Postmenopausal women with a certain common type of breast cancer, and whose cancer falls within specific parameters for lymph node spread and risk of recurrence, receive no extra benefits from chemotherapy when it is added to hormone therapy, according to results from a recent clinical trial.
These findings may save tens of thousands of postmenopausal women each year the time, money, pain and harmful side effects that come with chemotherapy infusions.
The study, known as RxPONDER, provides long-term evidence that postmenopausal women with HR-positive, HER2-negative breast cancer that has spread to between one and three lymph nodes can safely forgo chemotherapy if their recurrence risk is relatively low.

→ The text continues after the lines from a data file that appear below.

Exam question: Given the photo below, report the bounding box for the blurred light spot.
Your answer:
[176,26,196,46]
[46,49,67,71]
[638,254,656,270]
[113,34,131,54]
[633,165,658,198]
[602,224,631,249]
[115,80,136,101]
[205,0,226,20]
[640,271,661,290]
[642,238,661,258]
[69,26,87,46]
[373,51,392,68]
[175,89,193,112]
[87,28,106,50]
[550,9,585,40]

However, the trial also showed that premenopausal women with the same disease characteristics do benefit from chemotherapy.
“Every day in clinics around the world, physicians wrestle with the question of how to best treat women with this common form of breast cancer,” said lead author Kevin Kalinsky, M.D., director of the Glenn Family Breast Center at Emory University. “These results are practice-changing and demonstrate that postmenopausal women can be spared unnecessary chemotherapy and receive only hormone therapy. This should bring more clarity to physicians and some relief for patients.”
The RxPONDER team screened nearly 9,400 women with HR-positive, HER2-negative breast cancer and one to three positive lymph nodes to identify those with recurrence scores of 25 or less. (Scores range from 0 to 100, with 25 and below rated in the low or intermediate risk range.)
About 5,100 patients were randomly assigned to receive either hormone therapy alone or hormone therapy plus several months of intravenous chemotherapy. Two-thirds of the women in the trial were postmenopausal, and all were monitored for a median of five years.
RxPONDER will follow patients for a total of 15 years, so more data from the study will be forthcoming.